Jennifer Duggan is an assistant professor at the Norwegian University of Science and Technology.  Her previous work has examined Carroll’s Alice books and other Victorian mathematical narratives, amongst other topics.

Kyle Eveleth is a doctoral candidate in English at the University of Kentucky, specializing in American Literature, Children’s and Young Adult Literature, and graphic narrative. His dissertation examines the creation and proliferation of adolescent literature and culture in the early 20th century.

Taraneh Matloob Haghanikar defended her Ph.D. dissertation in January 2016 at Oakland University. She is fascinated by the world of multicultural children’s literature. In 2008, Taraneh was awarded a three-month fellowship for specialists in the field of children’s literature at the International Youth Library of Munich.

Joe Sutliff Sanders is an associate professor in the children’s literature track of the English Department at Kansas State University. He is the author of multiple essays on comics, and his collection The Comics of Hergé:  When the Lines Are not so Clear will appear in August 2016.

Camila Tessler is a Special Collections Description and Access Program Assistant at The Ohio State University. She has a Master of Letters in Children’s Literature from Newcastle University and an MLS from the University of Arizona.

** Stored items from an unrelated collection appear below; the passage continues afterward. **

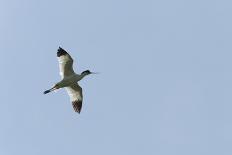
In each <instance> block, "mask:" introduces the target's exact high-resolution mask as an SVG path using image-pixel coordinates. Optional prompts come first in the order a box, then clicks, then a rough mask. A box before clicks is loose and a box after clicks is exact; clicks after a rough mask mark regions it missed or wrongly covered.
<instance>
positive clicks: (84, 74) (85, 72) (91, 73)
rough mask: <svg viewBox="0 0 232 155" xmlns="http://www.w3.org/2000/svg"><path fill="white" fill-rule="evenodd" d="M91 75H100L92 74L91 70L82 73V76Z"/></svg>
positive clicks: (95, 73) (96, 73) (81, 73)
mask: <svg viewBox="0 0 232 155" xmlns="http://www.w3.org/2000/svg"><path fill="white" fill-rule="evenodd" d="M89 74H98V73H95V72H90V70H86V71H83V72H82V73H81V75H89Z"/></svg>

Annette Wannamaker is Professor of Children’s Literature in the English Department at Eastern Michigan University, where she teaches courses about illustrated texts, children’s media, and criticism of children’s literature. She is North American Editor of Children’s Literature in Education, has edited several collections of academic essays, and is the author of Boys in Children’s Literature and Popular Culture: Masculinity, Abjection, and the Fictional Child.